Once our crabs have been processed and released, our day is over and we each turn in for a few hours of napping before dinner and then blessed sleep overcomes us before a new day begins. Each day is similar in method but oh so different in experience. Some of our sites are more mud than sand and require extra time with each step as I drag myself one mud-sucking step at a time to the next bag location. The bouts of rest between each site aboard the sciff are welcome not only for my weary feet but also for the amazing opportunity to observe every ounce of movement in this cornucopia of natural wild-life.
It is during one of these rest periods that I spot my first flock of Cormorants. Shiny and brownish black, I hear them before I see them. A soft whistling approaches behind me and then suddenly an immense flapping. I spin in my sopping wet swivel seat aboard the boat to witness a shimmering halo of birds. There must be 7 flocks of them. Swooping in two or three rows, they flap tirelessly above the water and are heading straight for me. I watch, fascinated as they lift up enough to fly nearly directly over me in their quest for the north. I find the direction odd and make a note to look into it later only to be surprised by a massive influx of even more Cormorants. I watch as an innumerable amount fly by, hardly deigning to notice one tiny human bobbing on the water. When it is done I realize that this experience alone has made the trip worth every ounce of mud-slogging.

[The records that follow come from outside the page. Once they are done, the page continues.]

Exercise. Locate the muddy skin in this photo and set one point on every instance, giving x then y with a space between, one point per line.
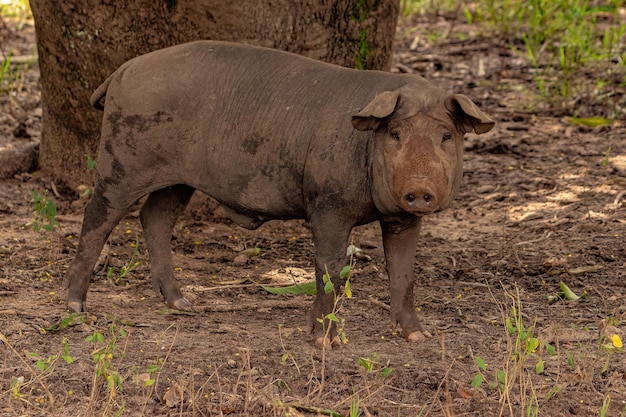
272 135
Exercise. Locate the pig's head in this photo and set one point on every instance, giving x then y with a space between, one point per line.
418 148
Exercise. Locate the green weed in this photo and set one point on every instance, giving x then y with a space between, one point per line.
105 351
126 269
45 211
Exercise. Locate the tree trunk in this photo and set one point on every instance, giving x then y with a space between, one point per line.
80 42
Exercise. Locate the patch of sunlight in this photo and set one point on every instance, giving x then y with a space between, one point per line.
532 210
618 161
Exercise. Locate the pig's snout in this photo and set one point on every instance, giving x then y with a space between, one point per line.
419 198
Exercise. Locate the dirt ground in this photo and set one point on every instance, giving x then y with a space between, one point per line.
541 203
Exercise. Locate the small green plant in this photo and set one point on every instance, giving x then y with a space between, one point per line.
45 211
105 351
611 344
126 269
91 163
371 366
6 65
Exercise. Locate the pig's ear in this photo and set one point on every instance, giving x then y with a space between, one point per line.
467 115
372 115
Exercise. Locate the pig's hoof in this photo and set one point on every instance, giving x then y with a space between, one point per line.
417 336
75 306
325 343
181 304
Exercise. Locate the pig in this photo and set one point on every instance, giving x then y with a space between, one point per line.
273 135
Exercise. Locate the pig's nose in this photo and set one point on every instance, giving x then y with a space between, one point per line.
421 199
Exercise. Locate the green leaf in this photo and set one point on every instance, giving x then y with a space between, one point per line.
501 376
153 368
328 287
365 364
73 319
386 371
550 349
588 121
345 272
570 360
304 288
539 367
348 289
66 352
332 317
567 293
480 362
477 380
532 344
509 326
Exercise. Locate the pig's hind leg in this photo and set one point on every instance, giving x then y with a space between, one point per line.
158 215
99 220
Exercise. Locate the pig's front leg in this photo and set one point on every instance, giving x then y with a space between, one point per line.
330 237
400 243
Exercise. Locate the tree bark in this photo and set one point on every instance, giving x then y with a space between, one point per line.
80 42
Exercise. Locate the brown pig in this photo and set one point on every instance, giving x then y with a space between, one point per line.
272 135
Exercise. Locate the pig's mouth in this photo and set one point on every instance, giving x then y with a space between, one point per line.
420 197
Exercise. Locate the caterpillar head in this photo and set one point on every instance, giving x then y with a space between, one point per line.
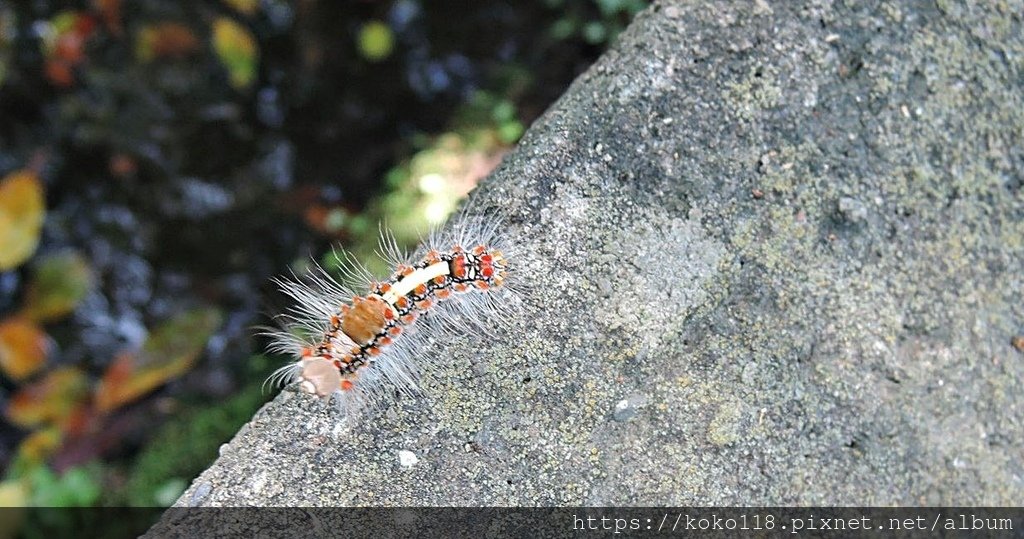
318 376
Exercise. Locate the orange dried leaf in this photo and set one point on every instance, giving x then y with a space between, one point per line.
58 284
238 51
165 40
169 351
49 401
22 212
23 347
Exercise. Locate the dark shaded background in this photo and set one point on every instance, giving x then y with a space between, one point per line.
182 169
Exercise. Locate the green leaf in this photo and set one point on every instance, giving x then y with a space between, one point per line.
58 284
238 51
376 41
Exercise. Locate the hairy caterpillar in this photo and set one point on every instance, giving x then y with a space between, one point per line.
359 348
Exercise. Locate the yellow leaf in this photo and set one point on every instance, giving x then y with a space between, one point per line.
22 213
169 351
13 493
376 41
23 347
238 51
58 284
51 400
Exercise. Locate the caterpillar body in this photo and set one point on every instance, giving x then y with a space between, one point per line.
359 348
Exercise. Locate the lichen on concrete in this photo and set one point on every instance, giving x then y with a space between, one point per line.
790 238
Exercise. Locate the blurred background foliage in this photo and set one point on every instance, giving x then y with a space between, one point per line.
160 161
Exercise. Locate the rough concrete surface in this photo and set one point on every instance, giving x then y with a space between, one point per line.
776 252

Cormorants are not the only organisms I am treated to observing over the four days in our small boat: Powerful bald eagles swoop to the surface of the water and fly off with their trophies of fish, blue-grey herons stalk the shallows gracefully only to swoop into the air with a harsh, nearly human scream when startled, harbour seals pop up from under the surface of the water and then seemingly teleport away just as swiftly, terns and gulls flit overhead, oysters spit water at passers-by, sea sponges, clams, fishes, algae, sea grasses, dead man's fingers; each organism holding me mesmerized by it's unique properties.

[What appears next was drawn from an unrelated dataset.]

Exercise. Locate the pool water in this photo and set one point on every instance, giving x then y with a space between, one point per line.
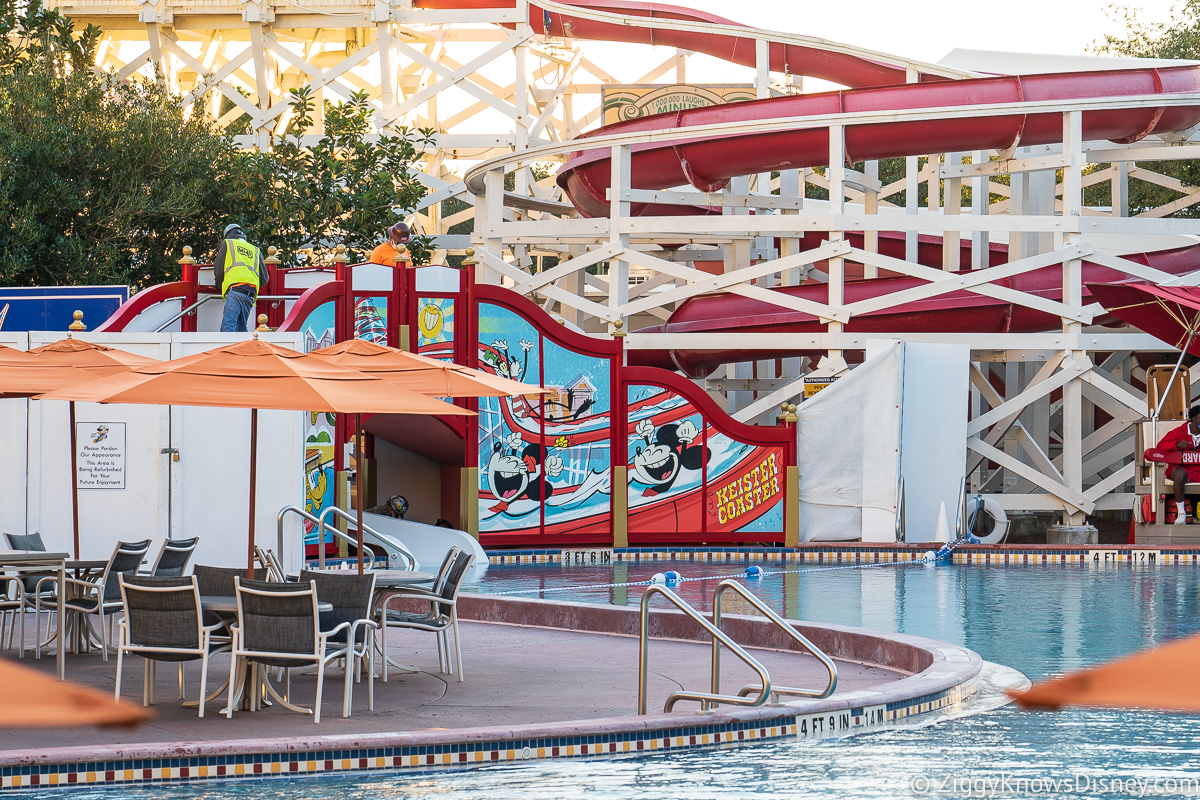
1039 620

At the end of our trip, as we pack up to leave I am exhausted and grateful to be heading back toward Newport. I am already looking forward to my next excursion with anticipatory hopes of more observations to add to my internal research notes. I stare up at the pregnant grey-black clouds and through weary eyes find patterns and shapes resembling the organisms I've seen. With a smile, I lean back in the large white truck we are taking to Hatfield, raise my sand-ridden hand to wave goodbye to my first foray into the field and settle in for the long ride back into the great grey yonder.